トガリネズミ目Soricomorphaモグラ科Talpidaeのモグラ亜科Talpinaeとヒミズ亜科Scalopinaeの上腕骨の比較では、大きさと形状において大きな違いがあった。
では、同じトガリネズミ目の動物たちではどうかなと思い標本を調べた。
下の写真で判るようにヒミズとオオアシトガリネズミでは形状は良く似ているがヒミズの方がトガリネズミよりも一回り大きい。

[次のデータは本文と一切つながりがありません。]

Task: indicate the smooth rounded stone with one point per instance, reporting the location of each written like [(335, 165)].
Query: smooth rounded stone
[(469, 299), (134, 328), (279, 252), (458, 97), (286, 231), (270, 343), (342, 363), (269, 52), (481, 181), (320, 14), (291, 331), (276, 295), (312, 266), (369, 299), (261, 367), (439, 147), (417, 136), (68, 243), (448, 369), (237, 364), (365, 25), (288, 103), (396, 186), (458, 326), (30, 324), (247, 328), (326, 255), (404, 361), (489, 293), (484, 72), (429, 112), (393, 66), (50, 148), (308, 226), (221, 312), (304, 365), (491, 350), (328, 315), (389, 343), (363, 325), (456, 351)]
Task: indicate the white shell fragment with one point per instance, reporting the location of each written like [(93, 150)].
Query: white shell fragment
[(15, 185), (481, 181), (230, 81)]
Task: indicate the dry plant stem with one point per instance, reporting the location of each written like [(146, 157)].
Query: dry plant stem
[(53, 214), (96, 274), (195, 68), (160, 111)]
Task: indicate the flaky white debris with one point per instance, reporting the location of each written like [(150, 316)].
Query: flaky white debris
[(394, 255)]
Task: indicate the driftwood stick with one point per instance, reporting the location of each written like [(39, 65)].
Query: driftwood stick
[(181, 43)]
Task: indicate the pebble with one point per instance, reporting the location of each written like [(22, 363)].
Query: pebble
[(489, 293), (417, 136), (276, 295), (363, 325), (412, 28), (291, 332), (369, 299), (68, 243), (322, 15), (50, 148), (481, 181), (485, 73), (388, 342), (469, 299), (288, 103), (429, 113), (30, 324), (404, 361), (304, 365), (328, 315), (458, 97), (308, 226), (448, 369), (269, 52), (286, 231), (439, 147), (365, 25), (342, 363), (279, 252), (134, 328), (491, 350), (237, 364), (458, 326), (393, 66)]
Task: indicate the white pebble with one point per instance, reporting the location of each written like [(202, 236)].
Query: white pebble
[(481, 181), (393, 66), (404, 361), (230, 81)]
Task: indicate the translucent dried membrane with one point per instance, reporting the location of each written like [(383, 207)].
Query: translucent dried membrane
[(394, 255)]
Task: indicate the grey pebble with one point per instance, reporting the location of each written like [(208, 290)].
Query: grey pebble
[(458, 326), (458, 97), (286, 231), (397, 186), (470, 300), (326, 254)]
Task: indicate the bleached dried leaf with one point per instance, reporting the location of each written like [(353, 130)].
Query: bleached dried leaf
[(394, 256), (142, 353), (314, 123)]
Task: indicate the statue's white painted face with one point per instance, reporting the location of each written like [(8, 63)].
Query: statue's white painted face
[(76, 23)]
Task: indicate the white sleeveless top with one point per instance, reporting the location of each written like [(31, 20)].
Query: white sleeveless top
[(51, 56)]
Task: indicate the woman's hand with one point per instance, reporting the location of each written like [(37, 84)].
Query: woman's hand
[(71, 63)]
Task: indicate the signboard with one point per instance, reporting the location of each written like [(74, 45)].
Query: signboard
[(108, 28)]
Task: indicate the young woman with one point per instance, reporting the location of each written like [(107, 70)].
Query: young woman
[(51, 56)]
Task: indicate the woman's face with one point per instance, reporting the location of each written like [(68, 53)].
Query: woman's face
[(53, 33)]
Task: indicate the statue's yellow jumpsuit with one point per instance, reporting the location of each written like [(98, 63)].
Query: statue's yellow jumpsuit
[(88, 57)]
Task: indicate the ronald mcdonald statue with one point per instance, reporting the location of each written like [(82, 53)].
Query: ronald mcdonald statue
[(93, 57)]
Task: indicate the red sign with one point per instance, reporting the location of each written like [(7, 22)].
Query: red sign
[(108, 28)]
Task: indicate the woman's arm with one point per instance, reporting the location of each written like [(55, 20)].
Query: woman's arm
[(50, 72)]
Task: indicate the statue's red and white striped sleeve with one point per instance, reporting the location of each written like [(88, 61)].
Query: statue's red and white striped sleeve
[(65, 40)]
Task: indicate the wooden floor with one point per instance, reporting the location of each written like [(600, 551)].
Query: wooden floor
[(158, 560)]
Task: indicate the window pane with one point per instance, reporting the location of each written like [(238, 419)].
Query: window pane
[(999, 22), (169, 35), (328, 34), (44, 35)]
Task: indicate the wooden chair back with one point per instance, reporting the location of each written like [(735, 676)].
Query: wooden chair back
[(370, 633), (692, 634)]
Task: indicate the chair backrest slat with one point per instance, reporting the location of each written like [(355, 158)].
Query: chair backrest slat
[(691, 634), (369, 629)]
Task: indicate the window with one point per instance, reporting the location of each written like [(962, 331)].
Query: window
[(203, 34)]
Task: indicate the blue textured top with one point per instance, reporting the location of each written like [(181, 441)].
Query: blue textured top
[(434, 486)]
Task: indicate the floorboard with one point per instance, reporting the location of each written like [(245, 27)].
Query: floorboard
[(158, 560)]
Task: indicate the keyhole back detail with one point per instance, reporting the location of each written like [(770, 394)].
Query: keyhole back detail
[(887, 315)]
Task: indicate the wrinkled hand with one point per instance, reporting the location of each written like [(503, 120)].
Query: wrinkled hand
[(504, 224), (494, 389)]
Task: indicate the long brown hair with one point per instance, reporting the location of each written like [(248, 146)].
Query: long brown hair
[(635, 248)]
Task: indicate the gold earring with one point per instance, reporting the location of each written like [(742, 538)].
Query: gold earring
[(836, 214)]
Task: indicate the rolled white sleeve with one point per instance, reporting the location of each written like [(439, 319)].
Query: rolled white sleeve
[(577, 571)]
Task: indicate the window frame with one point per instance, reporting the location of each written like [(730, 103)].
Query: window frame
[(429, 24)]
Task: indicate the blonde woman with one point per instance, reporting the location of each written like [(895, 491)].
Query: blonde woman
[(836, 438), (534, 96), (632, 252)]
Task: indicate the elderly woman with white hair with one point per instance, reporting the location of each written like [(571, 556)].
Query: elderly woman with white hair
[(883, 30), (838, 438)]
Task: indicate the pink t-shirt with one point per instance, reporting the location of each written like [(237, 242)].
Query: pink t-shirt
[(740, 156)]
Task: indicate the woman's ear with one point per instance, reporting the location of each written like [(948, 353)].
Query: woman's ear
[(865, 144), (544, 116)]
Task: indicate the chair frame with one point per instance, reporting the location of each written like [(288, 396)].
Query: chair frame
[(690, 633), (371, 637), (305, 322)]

しかし、オオアシトガリネズミとジネズミでは形状も長さも異なる。両者は同じトガリネズミ科Soricidaeで、属の違いだけである。ジネズミの上腕骨は他のトガリネズミ目のものよりもハタネズミのものに形状が似ている。
つまり、トガリネズミ科のオオアシトガリネズミの上腕骨はヒミズ型だが、ジネズミは齧歯目型(これはイヌやサルのような他の哺乳類の一般的な形)だ!
オオアシトガリネズミはヒミズのように地面と腐葉層の間を動き回るが、
ジネズミは地表面をハタネズミやアカネズミたちのように動き回っていることが判る。
だから、ジネズミは田舎の家屋内でウロチョロしていることがあるんだ!
Fig.1 後ろから見た上腕骨Humerus 左からヒミズUrotrichus talpoides、オオアシトガリネズミSorex unguiculatus、ジネズミCrocidura dsinezumi、ハタネズミMicrotus montebelli
Fig.2 前から見た上腕骨、左からヒミズ、トガリネズミ、ジネズミ、ハタネズミ
脊椎動物、否、哺乳類各種の骨格の各パーツは非常に良く似ている。相似形だ。
指骨から始まって、前肢の橈骨、尺骨、上腕骨、尺骨、椎骨の各部分、下肢の腓骨、脛骨、大腿骨
は頭骨とは比べ物にならないほどよく似ている。
頭骨は食べ物によって形状が違っていた(拙著「頭骨コレクション」)が手足の骨の違いは大差ないと思っていた。しかし、このところ骨を眺める時間が増えると違いが見えてきたが、
その違いが生活の仕方や歩き方なのか、何によるものか良く判らなかった。
今回、ヒミズやオオアシトガリネズミ、ジネズミの上腕骨を比べて、ヒミズとオオアシトガリネズミは科が異なるのに同じような形状をしていることで、生活空間、生息場所の違いが上腕骨に表れていることを知った。
Fig.2のハタネズミの上腕骨ではヨットの帆のように三角筋粗面が大きく張り出ている。しかし、他の動物では張り出しは小さいなど、見ていくと様々な違いが目に留まり始めている。